The INVETT Research Group of the University of Alcalá has developed a Deep Learning system for accurate road detection using the ResNet-101 network with a fully convolutional architecture and multiple upscaling steps for image interpolation. It is demonstrated that significant generalization gains in the learning process are attained by randomly generating augmented training data using several geometric transformations and pixel-wise changes, such as affine and perspective transformations, mirroring, image cropping, distortions, blur, noise, and colour changes. In addition, this work demonstrates that the use of a 4-step upscaling strategy provides optimal learning results as compared to other similar techniques that perform data upscaling based on shallow layers with scarce representation of the scene data. The complete system is trained and tested on data from the KITTI benchmark and besides it is also tested on images recorded on the Campus of the University of Alcala (Spain). The improvement attained after performing data augmentation and conducting a number of training variants is really encouraging, showing the path to follow for enhanced learning generalization of road detection systems with a view to real deployment in self-driving cars. Figure 1 shows the general architecture of the propose DEEP-DIG system. Figure 1. High-level schematic of the DEEP-DIG CNN-based road detector, implementing the FCN-8s architecture on a ResNet.

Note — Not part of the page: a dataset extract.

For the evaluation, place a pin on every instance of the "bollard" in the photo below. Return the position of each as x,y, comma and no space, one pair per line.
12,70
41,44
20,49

The proposed network has been trained on the KITTI dataset, which is composed of 289 images manually labelled with two classes (road/non-road). 50% of the images are used for training the net, and the remaining 50% are kept aside for validation. More specifically, the ResNet model previously trained on ImageNet is used for weight initialization, and then the full net is fine-tuned on the road detection task. The training is run for 24K iterations, with validation checkpoints every 4K iterations. The Caffe framework has been used for the network prototype definition and the control of training and testing processes. Instead of passing the original image to the network, some data augmentation operations are applied to extend the training set, prevent overfitting and make the net more robust to image changes. The data augmentation layer runs on CPU, and the rest of the processing can be done on GPU. It takes between two and three hours to complete the standard training on a single Titan X GPU. Data augmentation techniques can be very useful to extend the training set. An on-line augmentation approach is adopted. This way, the network never sees the same augmented image twice, as the modifications are performed at random each time. Besides, this virtually infinite dataset does not require extra storage space on disk. Moreover, data augmentation plays an important role in making the net more robust against usual changes that appear in road images, such as illumination, colour or texture changes, or variations in the orientation of the cameras. One of the main weaknesses of CNNs is their dependence on the previous training data. With data augmentation a better generalization can be achieved and different road conditions can be simulated. The data augmentation techniques that have been implemented in this work have been: a) Geometric transformations: image cropping, random affine transformation, perspective transformation, mirroring, distortion; b) Pixel value transformations: noise, blur, random colour changes in HSV and RGB. The effect of data augmentation in practice is huge, as depicted in figure 2, where the upper row (a) shows the road segmentation result after training without data augmentation, while the bottom row (b) shows the same result with data augmentation. As can be appreciated, data augmentation really makes a difference in the correct interpretation of the road scene in terms of generalization capability.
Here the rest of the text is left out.